Но в России постоянно проходили публичные дискуссии, начиная с перестройки и до сих пор, есть масса свободных мнений, наряду с им противоречащими… Может быть, следует говорить о дискуссии, подразумевающей какую-то новую моральную ответственность участников?

— В России действительно идут дискуссии. Само место, где мы находимся, — хороший пример этого.

Да, «Мемориал» уникален.

— Важно то, что встреча с прошлым лицом к лицу не происходит у вас на национальном уровне. Руководители страны в ней не участвуют. Конечно, существуют уже мемориалы ГУЛАГу, разнообразные памятные музеи, но национальное руководство не включается в эти дискуссии, оно всего лишь их дозволяет. А это в первую очередь ответственность политических лидеров.

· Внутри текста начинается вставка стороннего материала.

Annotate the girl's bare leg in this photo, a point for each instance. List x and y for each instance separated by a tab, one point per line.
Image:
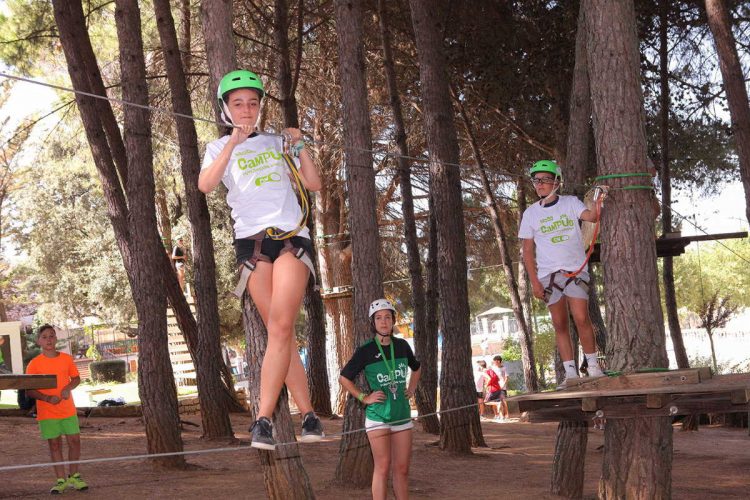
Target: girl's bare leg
284	282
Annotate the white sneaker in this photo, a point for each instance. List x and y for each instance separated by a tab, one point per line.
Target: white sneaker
564	384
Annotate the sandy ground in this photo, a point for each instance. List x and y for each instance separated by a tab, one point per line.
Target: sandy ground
711	463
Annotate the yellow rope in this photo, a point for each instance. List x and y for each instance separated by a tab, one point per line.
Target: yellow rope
277	234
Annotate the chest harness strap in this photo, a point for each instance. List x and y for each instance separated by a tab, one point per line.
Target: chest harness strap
249	265
584	284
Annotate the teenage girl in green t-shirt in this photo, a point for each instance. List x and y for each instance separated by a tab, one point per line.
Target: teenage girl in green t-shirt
388	416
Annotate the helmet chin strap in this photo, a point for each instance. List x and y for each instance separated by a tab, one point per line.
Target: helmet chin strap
547	199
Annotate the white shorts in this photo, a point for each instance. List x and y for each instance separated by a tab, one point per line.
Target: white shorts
573	289
373	425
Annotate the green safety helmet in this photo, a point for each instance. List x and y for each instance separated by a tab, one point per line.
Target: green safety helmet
548	166
238	79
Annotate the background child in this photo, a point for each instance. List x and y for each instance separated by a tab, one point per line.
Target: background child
552	248
56	411
388	415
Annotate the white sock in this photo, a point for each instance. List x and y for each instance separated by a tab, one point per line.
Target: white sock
570	369
592	360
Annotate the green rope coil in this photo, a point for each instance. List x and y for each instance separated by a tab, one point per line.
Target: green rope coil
620	176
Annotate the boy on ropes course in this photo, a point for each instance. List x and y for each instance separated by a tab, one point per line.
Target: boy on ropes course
384	360
555	258
272	242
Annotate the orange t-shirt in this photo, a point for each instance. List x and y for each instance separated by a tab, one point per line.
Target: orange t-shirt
63	367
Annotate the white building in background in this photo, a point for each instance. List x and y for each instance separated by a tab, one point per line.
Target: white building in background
732	344
496	323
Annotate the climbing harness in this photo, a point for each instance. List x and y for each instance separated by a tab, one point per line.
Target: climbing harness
600	192
277	234
572	278
247	267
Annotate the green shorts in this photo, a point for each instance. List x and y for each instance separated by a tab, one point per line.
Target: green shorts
55	427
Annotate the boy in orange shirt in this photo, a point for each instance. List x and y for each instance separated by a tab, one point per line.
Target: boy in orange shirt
56	411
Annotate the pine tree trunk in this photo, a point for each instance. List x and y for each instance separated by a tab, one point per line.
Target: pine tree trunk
158	392
670	299
425	403
216	20
428	350
335	270
734	82
215	396
355	459
315	328
526	340
570	459
568	466
284	475
638	451
156	386
186	24
456	378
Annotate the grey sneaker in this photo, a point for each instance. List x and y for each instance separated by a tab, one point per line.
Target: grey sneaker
312	429
262	431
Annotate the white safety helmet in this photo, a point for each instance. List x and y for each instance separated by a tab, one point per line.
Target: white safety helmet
381	305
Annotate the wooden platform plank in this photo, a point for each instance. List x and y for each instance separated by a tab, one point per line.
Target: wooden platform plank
635	380
716	384
28	382
617	408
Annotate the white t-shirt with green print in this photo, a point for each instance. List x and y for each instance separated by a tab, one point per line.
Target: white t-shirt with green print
260	192
556	234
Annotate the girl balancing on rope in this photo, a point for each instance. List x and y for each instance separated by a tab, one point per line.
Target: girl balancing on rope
554	256
388	415
272	242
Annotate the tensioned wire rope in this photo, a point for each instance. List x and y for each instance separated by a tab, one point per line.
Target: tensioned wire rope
221	450
123	102
345	148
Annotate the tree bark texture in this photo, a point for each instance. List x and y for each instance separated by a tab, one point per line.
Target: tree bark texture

В России они все же сами являются продолжением своеобычного прошлого и поэтому не решаются на такую ответственность.

Беседовали Михаил Немцев и Ирина Чечель


Примечания

1. Адлер Н. Сохраняя верность партии. Коммунисты возвращаются из ГУЛАГа / Пер. И. Лойко. М.: РОССПЭН, 2013. (Серия «История сталинизма»)
2. Русский перевод: Эткинд А. Кривое горе: Память о непогребенных / Авториз. пер. с англ. В. Макарова. М.: Новое литературное обозрение, 2016. Оригинальное издание: Etkind A. Warped Mourning: Stories of the Undead in the Land of the Unburied. Stanford, CA: Stanford University Press, 2013. 328 p.